16  

Поэтому, выйдя из своей гостиницы (некрасивый стеклянный параллелепипед, до невозможности портящий вид Тверской улицы, да и номера хуже, чем в самом немудрящем «бед-энд-брекфасте»), Николас мельком взглянул на красную стену Кремля (потом, это потом) и двинулся по карте в юго-западном направлении. Пронесся по Моховой улице сначала мимо старого университета, где учились по меньшей мере четверо Фандориных, потом мимо нового, где при Иване Грозном находился Опричный двор. Задрав голову, посмотрел на каменную табакерку Пашкова дома – полтора века назад здесь располагалась 4-я мужская гимназия, которую закончил прадед Петр Исаакиевич.

Напротив заново отстроенного храма Христа Спасителя (сэр Александер всегда говорил, что эта великанья голова уродовала лик Москвы своей несоразмерностью и что единственное благое дело новых русских – взрыв чудовищного творения) магистр приостановился и нашел, что собор ему, пожалуй, нравится – за двадцатый век дома в городе подросли, и теперь массивный золотой шлем уже не смотрелся инородным телом.

Надо сказать, что настроение у Фандорина было приподнятое, ему сегодня вообще все нравилось: и ласковая погода, и шумное дыхание Первопрестольной, и даже хмурые лица москвичей, неодобрительно поглядывавших на стремительного конькобежца.

Сердце звенело и трепетало от предчувствия чуда. В кейсе лежала левая половина драгоценного письма, которой очень скоро предстояло соединиться со своей недостающей частью, казалось, навеки утраченной. Хотя почему «казалось»? Она и была утрачена навеки – на целых три века. У Николаса сегодня был двойной праздник: как у историка и как у последнего в роду Фандориных.

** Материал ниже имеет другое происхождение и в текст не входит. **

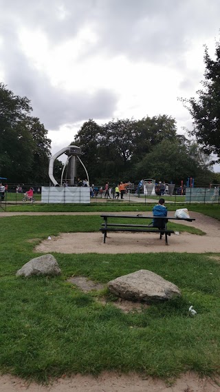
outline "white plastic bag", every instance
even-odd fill
[[[175,218],[190,218],[190,214],[187,208],[179,208],[179,209],[177,209],[174,216]]]

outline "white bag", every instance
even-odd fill
[[[179,208],[179,209],[177,209],[174,216],[175,218],[190,218],[190,214],[188,212],[187,208]]]

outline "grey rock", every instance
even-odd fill
[[[181,295],[177,286],[147,269],[140,269],[111,280],[108,287],[118,297],[149,304]]]
[[[45,254],[32,258],[19,269],[16,276],[33,275],[59,275],[61,270],[56,258],[52,254]]]

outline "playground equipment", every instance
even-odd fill
[[[56,180],[55,180],[54,176],[54,164],[55,159],[58,158],[58,156],[60,156],[60,155],[63,155],[63,154],[65,154],[66,155],[67,155],[67,159],[63,169],[60,186],[62,186],[63,185],[63,174],[65,169],[67,169],[65,180],[68,180],[70,186],[74,186],[76,185],[76,178],[77,178],[76,159],[78,159],[78,161],[79,161],[79,162],[83,166],[86,173],[87,181],[89,183],[88,172],[86,169],[85,166],[83,165],[81,159],[79,157],[79,156],[81,155],[82,154],[80,147],[78,147],[77,145],[68,145],[68,147],[65,147],[64,148],[62,148],[62,149],[56,152],[56,154],[53,155],[53,156],[52,156],[51,158],[50,159],[49,177],[53,185],[54,185],[55,187],[59,186],[59,184],[58,183]]]
[[[60,183],[58,184],[54,176],[54,164],[55,159],[65,154],[67,159],[64,165]],[[50,160],[49,177],[52,185],[42,187],[41,202],[56,203],[90,203],[90,187],[77,186],[77,161],[83,166],[86,173],[87,181],[89,184],[88,172],[79,156],[81,155],[81,149],[77,145],[68,145],[56,152]],[[63,186],[63,180],[65,171],[65,180],[68,181],[68,186]],[[65,184],[64,184],[65,185]],[[66,185],[66,184],[65,184]]]
[[[152,178],[146,178],[143,180],[144,194],[145,195],[155,196],[155,180]]]

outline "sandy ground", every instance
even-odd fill
[[[140,214],[140,212],[138,212]],[[94,213],[100,215],[101,213]],[[120,213],[121,214],[121,213]],[[124,214],[128,214],[125,212]],[[134,213],[130,213],[133,214]],[[143,212],[144,214],[144,212]],[[173,213],[174,214],[174,213]],[[1,216],[13,215],[41,215],[42,213],[7,213],[0,212]],[[83,215],[82,213],[46,213],[44,215]],[[89,214],[87,213],[87,214]],[[173,216],[173,213],[169,214]],[[190,253],[220,253],[220,223],[202,214],[190,212],[195,218],[192,225],[206,233],[200,236],[188,234],[171,234],[168,237],[169,245],[164,240],[160,240],[158,234],[135,233],[109,233],[107,243],[103,244],[102,233],[60,234],[52,240],[43,241],[36,248],[38,251],[61,253],[135,253],[178,251]],[[219,384],[220,380],[219,380]],[[220,392],[220,386],[212,380],[199,378],[196,374],[187,373],[182,375],[171,386],[160,380],[154,380],[135,373],[118,374],[104,372],[98,378],[91,375],[76,375],[65,377],[54,382],[48,386],[29,384],[24,380],[10,375],[0,377],[0,392]]]
[[[124,214],[129,214],[127,212]],[[170,216],[173,215],[174,213],[169,214]],[[170,237],[168,237],[169,245],[166,246],[164,238],[160,240],[160,235],[155,233],[111,231],[108,233],[105,244],[103,243],[103,234],[101,231],[60,233],[58,236],[52,237],[51,240],[47,239],[41,243],[36,247],[36,251],[65,254],[220,253],[220,222],[196,212],[190,212],[190,217],[195,218],[195,220],[179,222],[179,224],[201,229],[206,233],[206,236],[188,233],[171,234]]]
[[[76,375],[64,377],[49,386],[32,383],[28,385],[19,378],[3,375],[0,392],[219,392],[220,387],[211,379],[199,378],[194,373],[182,375],[168,386],[160,380],[135,373],[119,375],[104,372],[98,378]]]

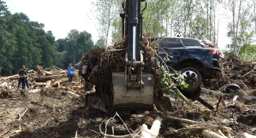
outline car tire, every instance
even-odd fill
[[[181,71],[188,85],[188,88],[183,89],[183,91],[191,92],[200,88],[202,83],[202,75],[199,71],[192,67],[184,68]]]
[[[187,92],[184,91],[183,90],[181,90],[180,88],[179,89],[179,90],[184,96],[188,99],[191,99],[193,102],[197,100],[201,95],[201,88],[191,92]]]

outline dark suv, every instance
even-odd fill
[[[181,71],[184,76],[188,88],[180,89],[184,95],[192,92],[200,96],[197,94],[201,92],[202,82],[204,85],[216,83],[221,78],[219,62],[223,55],[217,47],[195,39],[156,37],[152,40],[159,44],[159,56],[163,58],[169,55],[170,61],[166,63],[169,68]]]

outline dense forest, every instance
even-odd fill
[[[43,23],[30,21],[25,13],[12,14],[0,0],[0,73],[16,74],[22,64],[36,69],[41,65],[65,68],[79,62],[86,51],[107,46],[120,38],[123,0],[97,0],[87,13],[99,34],[96,43],[86,31],[72,29],[65,38],[55,40]],[[246,60],[256,59],[256,0],[147,0],[144,12],[143,33],[153,36],[175,37],[218,42],[220,21],[228,22],[225,53],[232,53]],[[145,6],[142,2],[141,8]],[[223,10],[221,9],[224,9]],[[92,14],[97,13],[92,16]],[[220,18],[220,15],[226,18]],[[75,26],[74,28],[75,28]]]
[[[75,63],[86,51],[95,48],[90,34],[70,30],[65,38],[56,41],[43,23],[30,20],[24,13],[12,14],[6,2],[0,0],[0,72],[17,73],[24,64],[36,70],[41,65],[65,69]]]
[[[97,42],[106,46],[120,38],[123,0],[97,0],[88,13],[99,33]],[[147,0],[143,12],[143,33],[152,36],[176,37],[208,40],[221,46],[226,53],[245,60],[255,60],[256,0]],[[145,7],[142,2],[141,8]],[[92,13],[97,13],[91,16]],[[226,45],[220,43],[224,27]],[[223,40],[225,40],[223,39]]]

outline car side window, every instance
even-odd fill
[[[185,47],[202,47],[201,44],[196,40],[189,39],[181,39]]]
[[[178,39],[162,38],[159,41],[159,45],[162,48],[183,47]]]

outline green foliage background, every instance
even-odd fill
[[[83,55],[95,48],[91,35],[86,31],[70,30],[65,38],[55,40],[44,25],[30,21],[22,13],[12,14],[5,1],[0,0],[0,73],[18,73],[25,64],[37,70],[55,65],[63,69],[75,63]]]

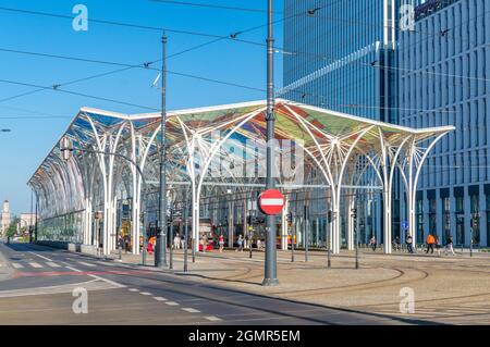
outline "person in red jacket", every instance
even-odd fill
[[[426,244],[427,244],[426,253],[429,253],[430,249],[431,250],[430,253],[433,255],[433,245],[436,245],[436,238],[433,237],[432,234],[427,235]]]

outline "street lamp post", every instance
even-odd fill
[[[294,243],[296,240],[296,223],[291,215],[291,262],[294,262]]]
[[[184,202],[184,212],[183,218],[184,218],[184,272],[188,271],[188,267],[187,267],[187,240],[188,240],[188,223],[187,223],[187,213],[188,213],[188,207],[187,207],[187,194],[185,195],[185,202]]]
[[[267,37],[267,178],[266,188],[273,189],[274,184],[274,38],[272,25],[272,2],[268,0],[268,37]],[[267,215],[266,225],[266,263],[264,286],[277,286],[275,215]]]
[[[333,219],[333,212],[329,210],[327,222],[328,222],[328,230],[327,230],[327,268],[332,268],[332,252],[330,251],[331,247],[331,226],[332,226],[332,219]]]
[[[169,221],[169,234],[170,234],[170,248],[169,248],[169,269],[173,269],[173,208],[170,208],[170,221]],[[167,226],[166,226],[167,227]]]
[[[303,223],[303,235],[305,236],[305,262],[308,262],[308,244],[309,244],[309,235],[308,235],[308,206],[305,201],[304,205],[304,223]]]
[[[167,177],[166,177],[166,132],[167,132],[167,36],[162,42],[162,74],[161,74],[161,119],[160,119],[160,208],[158,213],[157,249],[155,265],[167,268]]]
[[[356,243],[356,269],[359,269],[359,234],[357,233],[357,210],[352,209],[352,219],[353,219],[353,227],[354,227],[354,236]]]

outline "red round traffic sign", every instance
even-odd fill
[[[260,194],[258,205],[260,211],[268,215],[281,213],[284,207],[284,196],[278,189],[268,189]]]

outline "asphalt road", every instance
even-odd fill
[[[76,288],[87,313],[74,313]],[[0,324],[403,324],[27,244],[0,244]]]

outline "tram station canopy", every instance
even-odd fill
[[[265,141],[266,110],[266,101],[255,101],[168,112],[167,179],[171,187],[187,183],[193,202],[193,237],[197,237],[201,189],[208,182],[230,186],[265,182],[244,174],[241,170],[245,169],[236,163],[245,158],[245,162],[254,162],[254,172],[265,170],[265,151],[247,146],[247,141]],[[420,169],[436,142],[454,129],[453,126],[415,129],[283,99],[277,99],[274,116],[275,139],[289,140],[304,153],[304,165],[296,163],[293,176],[306,177],[303,178],[306,182],[309,176],[299,170],[314,168],[319,172],[320,181],[330,189],[329,203],[334,214],[341,212],[341,190],[355,189],[356,184],[371,177],[370,183],[382,189],[384,221],[391,221],[393,176],[400,172],[413,234]],[[103,233],[97,241],[109,253],[115,248],[117,200],[131,197],[132,234],[134,239],[139,239],[142,189],[158,185],[160,117],[160,113],[79,110],[61,137],[71,139],[75,149],[73,158],[62,159],[60,139],[28,182],[36,193],[41,222],[46,222],[41,223],[41,230],[46,226],[50,231],[47,238],[66,236],[68,232],[58,231],[53,221],[75,214],[70,240],[94,244],[97,237],[91,221],[101,211]],[[286,150],[278,147],[277,152],[283,156]],[[281,171],[278,182],[286,181],[291,181],[291,174],[285,177]],[[334,252],[340,250],[340,224],[332,222]],[[391,239],[391,222],[384,224],[384,237]],[[133,243],[135,253],[139,251],[136,244]],[[385,244],[385,251],[390,252],[391,245]]]

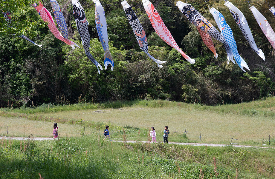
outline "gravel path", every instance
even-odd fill
[[[4,139],[10,139],[12,140],[19,140],[21,141],[23,141],[24,140],[27,140],[28,139],[27,137],[0,137],[0,140],[2,140],[4,138]],[[58,140],[58,138],[56,138],[56,140]],[[35,137],[33,138],[33,140],[34,141],[45,141],[53,140],[54,139],[53,138],[47,138],[47,137]],[[123,141],[113,141],[114,142],[123,142]],[[126,141],[128,143],[135,143],[137,141]],[[142,142],[143,143],[148,143],[149,142],[147,141],[140,141],[139,142]],[[161,142],[158,142],[158,143],[161,143]],[[169,142],[169,144],[175,144],[176,145],[190,145],[194,146],[207,146],[209,147],[224,147],[226,146],[228,146],[229,145],[225,144],[218,144],[214,143],[181,143],[180,142]],[[274,147],[262,147],[259,146],[253,146],[249,145],[231,145],[231,146],[236,147],[242,147],[242,148],[263,148],[265,149],[270,149],[274,148]]]

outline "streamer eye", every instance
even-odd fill
[[[132,19],[132,16],[131,14],[128,14],[127,15],[127,17],[128,18],[131,20]]]

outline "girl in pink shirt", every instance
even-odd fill
[[[155,127],[152,127],[151,128],[151,131],[150,131],[150,136],[152,137],[152,141],[153,141],[153,143],[154,143],[154,140],[155,140],[155,142],[156,143],[157,141],[156,140],[156,136],[157,134],[156,134],[156,131],[155,130]]]

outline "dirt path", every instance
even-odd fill
[[[19,140],[23,141],[24,140],[27,140],[28,139],[27,137],[0,137],[0,140],[2,140],[4,138],[4,139],[10,139],[12,140]],[[33,138],[34,141],[45,141],[53,140],[54,139],[53,138],[47,138],[47,137],[35,137]],[[58,139],[56,138],[56,139]],[[113,141],[114,142],[123,142],[123,141]],[[128,143],[135,143],[137,142],[135,141],[126,141]],[[140,141],[139,142],[142,142],[143,143],[148,143],[149,142],[148,141]],[[160,143],[161,142],[158,142],[158,143]],[[225,144],[218,144],[214,143],[181,143],[180,142],[169,142],[169,143],[175,144],[176,145],[190,145],[194,146],[207,146],[209,147],[224,147],[226,146],[228,146],[229,145]],[[249,145],[231,145],[231,146],[235,147],[242,147],[242,148],[263,148],[265,149],[271,149],[274,148],[274,147],[262,147],[259,146],[252,146]]]

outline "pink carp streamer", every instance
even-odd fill
[[[73,49],[75,48],[74,45],[79,47],[79,46],[76,44],[69,40],[65,38],[62,36],[56,28],[53,18],[51,15],[51,13],[47,9],[45,8],[41,1],[39,1],[39,4],[36,3],[33,4],[33,6],[35,8],[36,11],[37,11],[37,12],[39,14],[39,15],[40,15],[44,21],[48,23],[48,27],[50,29],[50,30],[53,33],[54,36],[70,46]]]
[[[214,53],[215,57],[216,58],[217,58],[218,54],[216,52],[216,49],[215,48],[215,47],[214,47],[214,44],[213,43],[213,41],[212,40],[211,37],[198,26],[197,26],[197,29],[198,29],[198,30],[199,33],[201,37],[201,38],[202,39],[202,41],[204,43],[204,44],[206,45],[207,47],[212,51],[212,52]]]
[[[142,0],[142,3],[152,26],[158,36],[166,43],[178,50],[190,64],[195,63],[195,60],[185,54],[179,47],[152,3],[148,0]]]
[[[250,8],[258,24],[260,26],[272,47],[275,49],[275,33],[265,16],[254,6]]]

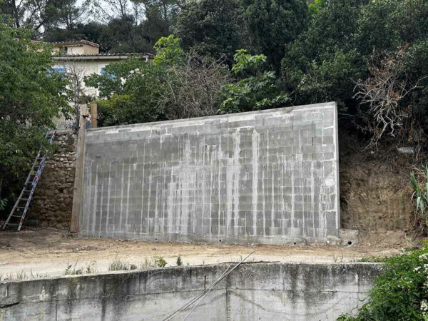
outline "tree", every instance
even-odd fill
[[[176,34],[185,50],[216,59],[225,56],[231,63],[243,46],[243,25],[238,0],[192,1],[183,6]]]
[[[44,29],[66,22],[67,17],[78,15],[76,0],[4,0],[0,2],[3,22],[14,28],[29,28],[34,36]]]
[[[307,30],[286,45],[282,78],[296,103],[336,101],[342,111],[356,105],[355,83],[366,76],[355,37],[365,2],[318,2]]]
[[[228,66],[222,60],[193,51],[181,57],[163,65],[167,68],[163,78],[166,86],[159,100],[163,113],[168,119],[215,115],[221,88],[230,81]]]
[[[161,120],[158,106],[164,92],[164,69],[138,58],[106,66],[103,75],[85,78],[87,86],[98,88],[99,126],[147,123]]]
[[[306,0],[241,0],[253,51],[279,71],[285,45],[307,26]]]
[[[250,55],[241,49],[235,54],[232,71],[238,81],[223,86],[222,113],[239,113],[282,107],[290,101],[277,79],[275,71],[265,71],[265,55]]]
[[[51,49],[31,36],[0,24],[0,199],[29,169],[52,118],[69,108],[66,81],[49,72]]]

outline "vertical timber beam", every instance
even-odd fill
[[[73,193],[73,209],[70,224],[70,230],[74,233],[79,231],[78,223],[83,188],[83,160],[85,157],[86,117],[88,117],[88,106],[86,105],[81,105],[77,144],[76,146],[76,173],[74,175],[74,188]]]
[[[91,128],[96,128],[98,127],[98,106],[96,103],[91,103]]]

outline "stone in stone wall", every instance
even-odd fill
[[[43,227],[68,228],[70,225],[76,171],[75,141],[76,135],[71,132],[57,135],[56,149],[48,158],[36,188],[28,219]]]

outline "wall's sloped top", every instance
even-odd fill
[[[339,229],[334,103],[98,128],[84,235],[326,242]]]

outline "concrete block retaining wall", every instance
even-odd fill
[[[233,265],[3,282],[0,320],[161,320]],[[375,263],[244,264],[187,320],[335,320],[357,311],[381,270]],[[192,307],[173,320],[183,320]]]
[[[83,236],[326,243],[338,236],[336,104],[89,130]]]

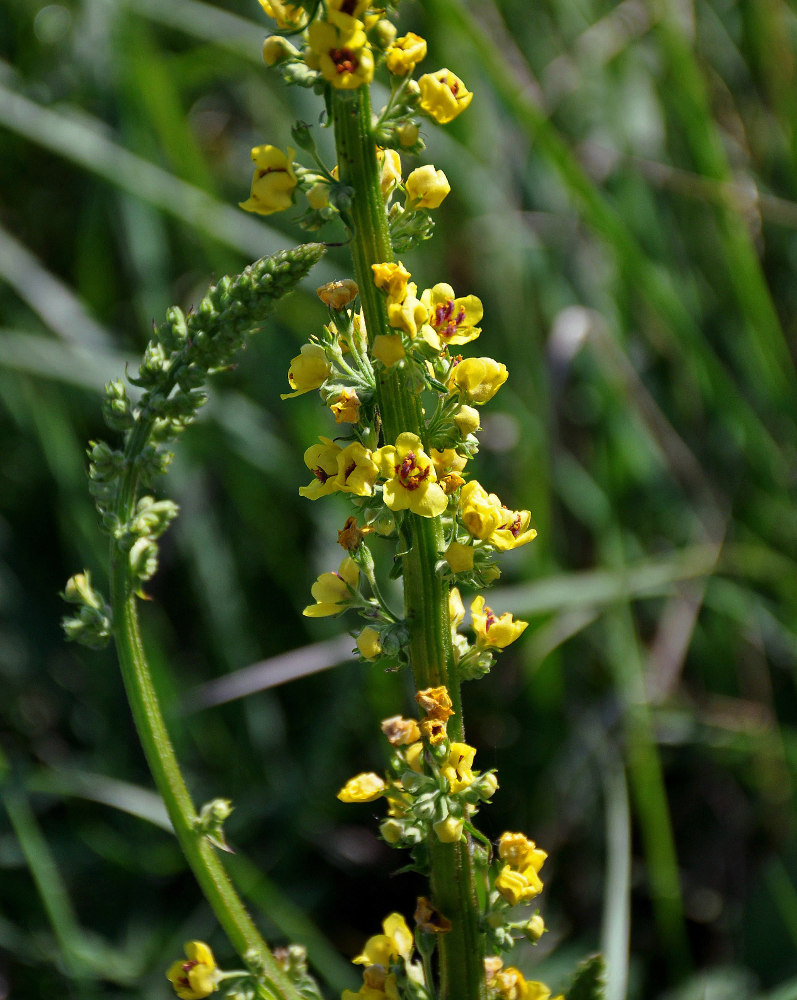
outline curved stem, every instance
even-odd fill
[[[373,282],[372,264],[394,259],[385,202],[379,184],[376,145],[371,132],[367,87],[332,94],[335,142],[341,180],[354,191],[349,209],[353,226],[351,250],[354,275],[360,289],[368,338],[391,332],[387,308]],[[377,377],[377,402],[384,438],[394,442],[410,431],[421,440],[426,426],[419,396],[394,365]],[[410,658],[415,686],[445,684],[456,713],[449,722],[453,740],[464,740],[462,702],[451,647],[448,586],[436,573],[443,549],[439,517],[407,514],[412,544],[403,559],[404,611],[410,633]],[[479,907],[470,838],[458,844],[429,840],[431,889],[435,905],[451,920],[452,928],[439,935],[439,1000],[484,1000],[484,937],[479,930]]]
[[[137,454],[136,448],[146,441],[150,429],[146,420],[141,421],[128,444],[128,458]],[[136,486],[134,467],[128,465],[116,505],[116,512],[123,521],[132,514]],[[126,554],[112,543],[111,604],[122,678],[147,763],[175,835],[205,898],[236,952],[242,958],[251,952],[257,955],[265,977],[280,1000],[300,1000],[298,991],[277,965],[246,911],[214,848],[195,828],[196,809],[169,739],[144,653],[135,583]]]

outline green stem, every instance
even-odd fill
[[[340,178],[354,191],[349,209],[353,226],[351,251],[360,289],[369,342],[389,334],[387,308],[373,281],[372,264],[394,259],[387,212],[379,184],[376,145],[371,133],[371,105],[366,87],[334,91],[332,108]],[[384,439],[395,442],[409,431],[423,441],[426,426],[421,401],[405,383],[399,365],[377,377],[377,402]],[[408,514],[412,544],[404,556],[404,612],[410,633],[413,680],[418,689],[445,684],[456,713],[449,735],[463,741],[462,701],[451,647],[448,585],[435,573],[443,549],[439,517]],[[434,904],[451,920],[439,935],[439,1000],[484,1000],[484,936],[479,930],[476,876],[470,838],[458,844],[429,841],[431,890]]]
[[[128,457],[136,454],[136,448],[147,439],[150,429],[148,421],[141,421],[128,444]],[[128,465],[116,509],[122,523],[133,513],[137,478],[135,466]],[[280,1000],[300,1000],[296,988],[278,967],[247,913],[215,849],[195,828],[196,809],[169,739],[144,654],[138,624],[136,582],[126,553],[112,543],[111,604],[122,678],[147,763],[175,835],[205,898],[236,952],[242,958],[246,958],[248,952],[258,956],[264,975]]]

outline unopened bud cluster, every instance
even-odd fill
[[[158,539],[178,513],[171,500],[139,497],[140,486],[168,468],[172,453],[166,445],[205,402],[208,376],[229,366],[244,338],[262,325],[323,252],[319,244],[308,244],[263,258],[235,278],[222,278],[187,315],[173,306],[155,328],[138,374],[128,376],[142,390],[137,402],[121,379],[106,385],[103,415],[111,430],[123,432],[124,441],[119,448],[90,442],[89,488],[102,527],[126,561],[135,587],[157,571]],[[78,580],[85,585],[74,582]],[[84,574],[67,584],[65,598],[81,608],[64,619],[63,628],[68,639],[100,648],[111,636],[110,611],[87,581]]]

Волшебный день, поистине волшебный!

Вчерашние события вспоминались, как досадное недоразумение. Это был морок, насланный на путешественника злой силой, чтобы проверить, тверд ли он в своем намерении достичь поставленной цели.

* * *

Вчера дремучий и враждебный лес, оберегающий подступы к заколдованному граду, сомкнулся такой неприступной стеной, что впору было впасть в отчаянье.

Обнаружив, что кейс, хранилище всех ценностей, опозорен и выпотрошен, магистр кое-как вернул к жизни товарища по несчастью, и обе жертвы газовой атаки бросились в купе проводника. Тот сидел, пил чай и разглядывал в черном стекле отражение своего непривлекательного лица.

Отодвинув Николаса плечом, мистер Калинкинс закричал:

– На нас напали бандиты! Это международный терроризм! Меня и вот этого британского подданного отравили нервно-паралитическим газом! Похищены деньги и вещи!

Проводник лениво повернулся, зевнул.

– Это запросто, – сказал он, глядя на пассажиров безо всякого интереса. – Пошаливают. (Снова это непереводимое ни на один известный Николасу язык слово!). Железная дорога за утыренное ответственности не несет. А то с вами, лохами, по миру пойдешь.

– А где двое молодых людей в спортивных костюмах, с которыми вас видел мистер Фэндорайн? – спросил сметаноторговец, впиваясь взглядом в удивительно хладнокровного служителя. – В каком они купе?

– Какие такие люди? – лениво удивился проводник. – Ни с кем я не разговаривал. Брешет твой мистер. – И снова повернулся к своему отражению, пожаловался ему. – Хлебало раззявят, козлы. Пиши потом объясниловки. Идите к дежурному милиционеру. Он в третьем вагоне, ага. И дверку прикройте, дует.

К милиционеру латыш не пошел – сказал, бесполезно, так что пришлось Николасу отправляться к представителю закона одному.

Лейтенант, которого Фандорин обнаружил в купе у проводницы третьего вагона, сначала и в самом деле никаких действий предпринимать не хотел.

– Поймите, через час и десять минут поезд остановится в Пскове, объяснял ему Николас. – Там воры сойдут, и отыскать похищенное будет уже невозможно. Надо просто пройти по составу, и я опознаю этих людей. Я уверен, что это они.

Тягостный разговор продолжался довольно долго, и было видно, что проку от него не будет. Не имелось у англичанина таких аргументов, из-за которых милиционер застегнул бы пуговицы на мундире, надел портупею и отправился обходить все тринадцать вагонов вместо того, чтобы выпить по четвертой и закусить.

Выручила долговязого иностранца проводница, тем самым подтвердив правоту классической литературы, приписывающей русской бабе жалостливое и отзывчивое сердце.

– Да ладно те, Валь, ну чё ты, не гноись, – сказала нездорово полная и химически завитая правнучка некрасовских женщин. – Видишь, беда у человека, сходи. А я пока огурчиков покрошу, редисочку порежу.